The precious metals themselves, gold and silver, are not in a Bear market, as SLV’s lower lows were not confirmed by GLD, which displayed good relative strength.  However, if GLD pierced on a closing basis, its 11/15/24 secondary reaction low at 236.59, a primary bear market would be signaled. So, the primary trend remains bullish, and the secondary one is bearish, as explained HERE.

General Remarks:

In this post, I extensively elaborate on the rationale behind employing two alternative definitions to evaluate secondary reactions.

SIL refers to the Silver Miners ETF. More information about SIL can be found HERE.

GDX refers to the Gold Miners ETF. More information about GDX can be found HERE.

A) Market situation if one appraises secondary reactions not bound by the three weeks and 1/3 retracement dogma 

As I explained in this post, the primary trend was signaled as bullish on 4/3/24.

My 11/19/24 post started to sound the alarms concerning a possible bear market signal on the horizon.

On 12/18/24, GDX and SIL jointly pierced their respective secondary reaction lows (11/13/24 for SIL and 11/15/24 for GDX), as shown in Step #2 in the table below.

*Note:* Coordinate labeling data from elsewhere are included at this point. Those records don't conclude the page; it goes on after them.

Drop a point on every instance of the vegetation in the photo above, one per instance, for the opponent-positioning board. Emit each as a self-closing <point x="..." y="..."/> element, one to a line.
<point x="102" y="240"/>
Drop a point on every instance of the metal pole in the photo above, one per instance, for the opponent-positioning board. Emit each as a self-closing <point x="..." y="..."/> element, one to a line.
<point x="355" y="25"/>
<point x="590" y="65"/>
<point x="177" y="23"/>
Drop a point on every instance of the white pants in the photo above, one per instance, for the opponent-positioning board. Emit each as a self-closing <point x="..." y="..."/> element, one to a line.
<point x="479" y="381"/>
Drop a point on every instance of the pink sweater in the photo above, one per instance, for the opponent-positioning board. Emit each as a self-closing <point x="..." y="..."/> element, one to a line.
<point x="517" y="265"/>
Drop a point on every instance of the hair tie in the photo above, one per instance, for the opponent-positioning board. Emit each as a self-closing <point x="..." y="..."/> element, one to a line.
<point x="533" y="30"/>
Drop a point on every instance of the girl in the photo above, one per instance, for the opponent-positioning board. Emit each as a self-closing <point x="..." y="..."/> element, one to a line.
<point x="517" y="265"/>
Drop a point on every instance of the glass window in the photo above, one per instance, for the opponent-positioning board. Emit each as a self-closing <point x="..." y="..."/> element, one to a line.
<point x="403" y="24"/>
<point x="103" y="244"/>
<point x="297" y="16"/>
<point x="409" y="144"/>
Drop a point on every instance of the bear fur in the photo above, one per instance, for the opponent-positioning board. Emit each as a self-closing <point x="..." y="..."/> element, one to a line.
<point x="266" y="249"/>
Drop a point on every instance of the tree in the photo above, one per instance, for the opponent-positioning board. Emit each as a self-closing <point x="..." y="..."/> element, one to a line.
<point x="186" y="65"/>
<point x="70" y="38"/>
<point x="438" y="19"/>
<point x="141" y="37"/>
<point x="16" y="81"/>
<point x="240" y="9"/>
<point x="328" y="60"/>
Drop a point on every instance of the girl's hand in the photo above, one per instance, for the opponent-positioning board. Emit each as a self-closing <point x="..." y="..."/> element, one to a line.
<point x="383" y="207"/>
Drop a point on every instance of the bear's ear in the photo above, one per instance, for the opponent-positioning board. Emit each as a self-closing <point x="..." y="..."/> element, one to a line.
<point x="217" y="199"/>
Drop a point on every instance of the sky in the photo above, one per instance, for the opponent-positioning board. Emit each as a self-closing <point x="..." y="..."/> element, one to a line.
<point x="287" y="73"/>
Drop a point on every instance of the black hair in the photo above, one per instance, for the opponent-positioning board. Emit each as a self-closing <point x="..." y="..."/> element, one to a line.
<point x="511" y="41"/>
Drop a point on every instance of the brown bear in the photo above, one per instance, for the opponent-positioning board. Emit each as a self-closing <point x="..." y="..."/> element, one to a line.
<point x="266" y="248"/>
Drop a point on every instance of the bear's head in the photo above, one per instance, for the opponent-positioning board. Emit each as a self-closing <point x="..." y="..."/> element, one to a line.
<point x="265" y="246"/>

Such a confirmed breakdown shifted the trend from bullish to bearish.


So, the primary and secondary trends are bearish now.

The following charts depict the latest price movements. Brown rectangles indicate the secondary (bearish) reaction opposing the ongoing primary bull market. Blue rectangles highlight the recent rally that fulfilled the setup for a potential primary bear market (Step #3). Red horizontal lines mark the secondary reaction lows (Step #2). The blue horizontal lines show the bounce highs (Step #3), which independently also satisfy the time and extent requirement for a secondary reaction. A breach of these peaks would signal a new primary bull market, though this scenario appears unlikely in the near term.

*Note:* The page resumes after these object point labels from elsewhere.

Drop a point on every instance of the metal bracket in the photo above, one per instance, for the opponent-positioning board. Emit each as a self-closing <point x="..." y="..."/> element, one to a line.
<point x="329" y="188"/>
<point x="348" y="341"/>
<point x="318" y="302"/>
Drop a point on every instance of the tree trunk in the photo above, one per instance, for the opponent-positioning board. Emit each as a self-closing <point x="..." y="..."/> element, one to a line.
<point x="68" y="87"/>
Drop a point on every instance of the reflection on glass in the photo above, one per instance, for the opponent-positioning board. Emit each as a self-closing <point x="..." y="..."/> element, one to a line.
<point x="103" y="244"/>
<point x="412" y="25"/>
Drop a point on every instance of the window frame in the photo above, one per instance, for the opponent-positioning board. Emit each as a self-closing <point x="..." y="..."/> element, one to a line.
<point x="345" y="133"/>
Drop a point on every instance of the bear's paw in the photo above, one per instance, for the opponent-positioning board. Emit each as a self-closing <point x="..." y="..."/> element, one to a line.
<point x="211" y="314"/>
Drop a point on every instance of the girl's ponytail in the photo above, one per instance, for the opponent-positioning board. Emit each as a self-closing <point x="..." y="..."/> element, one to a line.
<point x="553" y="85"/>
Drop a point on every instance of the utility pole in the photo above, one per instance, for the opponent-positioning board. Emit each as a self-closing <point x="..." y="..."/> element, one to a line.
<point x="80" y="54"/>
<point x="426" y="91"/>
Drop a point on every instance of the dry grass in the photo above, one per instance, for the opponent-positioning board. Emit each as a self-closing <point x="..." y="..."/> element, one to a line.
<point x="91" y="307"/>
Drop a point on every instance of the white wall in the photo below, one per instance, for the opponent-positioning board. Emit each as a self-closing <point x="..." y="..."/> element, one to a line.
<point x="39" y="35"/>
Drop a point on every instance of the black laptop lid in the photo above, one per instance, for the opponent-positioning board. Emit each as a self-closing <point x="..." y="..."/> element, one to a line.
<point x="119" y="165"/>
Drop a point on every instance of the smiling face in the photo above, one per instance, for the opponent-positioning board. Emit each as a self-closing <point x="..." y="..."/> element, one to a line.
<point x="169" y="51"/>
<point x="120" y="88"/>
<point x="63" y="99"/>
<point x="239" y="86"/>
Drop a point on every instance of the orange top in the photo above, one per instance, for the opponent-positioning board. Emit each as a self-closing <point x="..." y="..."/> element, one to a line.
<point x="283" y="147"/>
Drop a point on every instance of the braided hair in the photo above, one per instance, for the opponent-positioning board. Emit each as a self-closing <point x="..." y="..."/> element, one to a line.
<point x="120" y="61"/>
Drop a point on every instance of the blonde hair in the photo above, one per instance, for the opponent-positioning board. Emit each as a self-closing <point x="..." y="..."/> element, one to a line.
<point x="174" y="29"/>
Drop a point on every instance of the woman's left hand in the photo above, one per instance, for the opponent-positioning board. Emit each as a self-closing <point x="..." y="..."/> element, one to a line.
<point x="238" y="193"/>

So, the situation is as follows: At the current juncture, a breakup on a closing basis by both GDX and SIL of the 12/6/24 closing highs (Step #3) would signal a new bull market. Until this breakup occurs, we consider bonds in a bear market.

B) Market situation if one sticks to the traditional interpretation demanding more than three weeks and 1/3 confirmed retracement to declare a secondary reaction.

As I explained in this post, the primary trend was signaled as bullish on 7/31/24.

My 11/29/24 post started to sound the alarms concerning a possible bear market signal on the horizon.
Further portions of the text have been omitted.